En effet, depuis le début des années 1990, les autorités fédérales – tous partis confondus – souhaitent manifestement la fin des 16 écoles normales rurales restantes dans le pays. Durant cette période de reprise de la guerilla paysanne et indigène au Mexique, le développement des groupes armés EZLN dans l’Etat du Chiappas et EPR dans l’Etat de Guerrero a été volontiers attribué aux écoles normales rurales dans les discours des gouverneurs locaux comme des présidents qui se sont succédés[3]. Les évènements des 26 et 27 septembre 2014 n’ont pas modifié substantiellement l’orientation stratégique de la Fédération des étudiants socialistes paysans du Mexique (FECSM), qui n’en est pas à ses premiers éléments disparus ou directement éliminés par la police et par l'armée [4].

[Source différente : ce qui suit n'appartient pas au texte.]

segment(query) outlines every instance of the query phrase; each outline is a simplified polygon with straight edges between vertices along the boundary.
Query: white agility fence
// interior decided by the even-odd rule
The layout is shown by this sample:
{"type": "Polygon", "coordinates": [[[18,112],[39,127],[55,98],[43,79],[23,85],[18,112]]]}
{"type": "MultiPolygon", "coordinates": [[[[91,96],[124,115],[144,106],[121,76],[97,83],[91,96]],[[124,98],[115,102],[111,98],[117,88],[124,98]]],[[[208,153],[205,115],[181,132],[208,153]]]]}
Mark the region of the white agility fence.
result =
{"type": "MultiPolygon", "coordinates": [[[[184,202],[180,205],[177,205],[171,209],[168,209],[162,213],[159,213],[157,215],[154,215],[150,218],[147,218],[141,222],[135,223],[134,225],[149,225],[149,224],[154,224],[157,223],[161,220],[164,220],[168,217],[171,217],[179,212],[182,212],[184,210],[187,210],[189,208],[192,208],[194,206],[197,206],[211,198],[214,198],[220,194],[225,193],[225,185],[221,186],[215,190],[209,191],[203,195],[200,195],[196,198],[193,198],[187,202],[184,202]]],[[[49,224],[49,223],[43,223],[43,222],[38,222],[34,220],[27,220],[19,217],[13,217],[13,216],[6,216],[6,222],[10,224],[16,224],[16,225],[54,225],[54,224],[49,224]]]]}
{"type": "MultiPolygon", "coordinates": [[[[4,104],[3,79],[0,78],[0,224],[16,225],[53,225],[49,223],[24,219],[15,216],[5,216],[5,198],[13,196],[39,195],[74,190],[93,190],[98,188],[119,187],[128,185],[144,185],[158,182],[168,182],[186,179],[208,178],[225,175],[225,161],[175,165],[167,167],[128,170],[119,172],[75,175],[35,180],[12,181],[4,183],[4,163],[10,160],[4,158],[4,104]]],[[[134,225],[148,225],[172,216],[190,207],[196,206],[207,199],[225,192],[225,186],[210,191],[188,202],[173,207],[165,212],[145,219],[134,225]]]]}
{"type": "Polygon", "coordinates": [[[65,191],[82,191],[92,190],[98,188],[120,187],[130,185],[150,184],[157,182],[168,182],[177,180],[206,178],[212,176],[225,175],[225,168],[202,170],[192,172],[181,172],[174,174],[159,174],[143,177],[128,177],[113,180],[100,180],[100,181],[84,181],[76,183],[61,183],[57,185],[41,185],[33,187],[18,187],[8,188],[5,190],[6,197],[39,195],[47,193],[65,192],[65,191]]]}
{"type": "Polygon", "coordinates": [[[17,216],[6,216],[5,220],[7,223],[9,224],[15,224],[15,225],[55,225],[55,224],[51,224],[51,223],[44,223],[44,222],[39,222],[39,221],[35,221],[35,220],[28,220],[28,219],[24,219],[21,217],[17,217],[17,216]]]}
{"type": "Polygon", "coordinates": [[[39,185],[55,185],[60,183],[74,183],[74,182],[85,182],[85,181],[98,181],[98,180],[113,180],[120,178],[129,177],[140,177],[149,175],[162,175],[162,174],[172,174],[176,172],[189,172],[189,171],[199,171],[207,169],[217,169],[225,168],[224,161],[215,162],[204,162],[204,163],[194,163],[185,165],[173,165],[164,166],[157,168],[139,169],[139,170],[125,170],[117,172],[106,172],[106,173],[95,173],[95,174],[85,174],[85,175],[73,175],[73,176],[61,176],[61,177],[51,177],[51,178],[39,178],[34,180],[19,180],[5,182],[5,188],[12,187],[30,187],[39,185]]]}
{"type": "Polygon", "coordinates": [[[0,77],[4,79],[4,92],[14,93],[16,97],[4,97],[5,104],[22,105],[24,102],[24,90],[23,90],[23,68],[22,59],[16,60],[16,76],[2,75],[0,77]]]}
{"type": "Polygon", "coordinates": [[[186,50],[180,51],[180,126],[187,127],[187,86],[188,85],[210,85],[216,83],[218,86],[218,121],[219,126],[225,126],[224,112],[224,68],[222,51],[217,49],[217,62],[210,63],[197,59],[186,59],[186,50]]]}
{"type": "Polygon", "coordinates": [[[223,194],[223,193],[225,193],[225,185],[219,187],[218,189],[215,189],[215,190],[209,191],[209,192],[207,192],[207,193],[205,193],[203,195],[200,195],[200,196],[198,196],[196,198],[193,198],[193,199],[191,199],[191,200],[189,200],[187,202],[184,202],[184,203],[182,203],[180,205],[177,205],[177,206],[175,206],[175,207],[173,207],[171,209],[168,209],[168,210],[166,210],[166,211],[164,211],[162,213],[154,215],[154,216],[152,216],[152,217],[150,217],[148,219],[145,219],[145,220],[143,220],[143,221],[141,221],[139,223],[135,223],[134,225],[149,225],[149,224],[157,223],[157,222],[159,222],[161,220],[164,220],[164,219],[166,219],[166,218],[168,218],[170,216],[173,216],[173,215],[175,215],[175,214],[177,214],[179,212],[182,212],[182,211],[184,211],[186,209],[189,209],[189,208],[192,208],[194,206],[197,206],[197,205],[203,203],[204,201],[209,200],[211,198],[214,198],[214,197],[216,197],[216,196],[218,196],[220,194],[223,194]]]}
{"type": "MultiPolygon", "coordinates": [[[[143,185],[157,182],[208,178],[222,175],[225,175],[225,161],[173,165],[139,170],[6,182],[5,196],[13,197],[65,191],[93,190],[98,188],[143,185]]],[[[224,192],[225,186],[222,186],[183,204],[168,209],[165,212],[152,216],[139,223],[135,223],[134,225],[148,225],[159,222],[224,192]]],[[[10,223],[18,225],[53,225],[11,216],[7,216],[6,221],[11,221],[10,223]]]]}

[1] http://www.redpolitica.mx/estados/la-muerte-de-los-dos-no-se-ha-olvidado-normalistas.
[2] Cette phrase, en tant que journaliste venant d’un pays qui venait de connaître l’attentat de Nice, à ce moment en une de tous les journaux télévisés mexicains, était certainement à prendre comme un sous-entendu.
[3] Premier parti politique du Mexique, revenu au pouvoir avec le président Enrique PeñaNieto en 2012, quasi parti unique dans le pays de 1929 à 1989.
[4] http://www.forbes.com.mx/la-historia-no-contada-de-ayotzinapa-y-las-normales-rurales/#gs.QxWTGiM
[5] Le cas d’Iguala est précédé de nombreux autres « cas », notamment celui de l’autoroute Autopista del sol où deux manifestants d’Ayotzinapa ont été tués par les forces fédérales.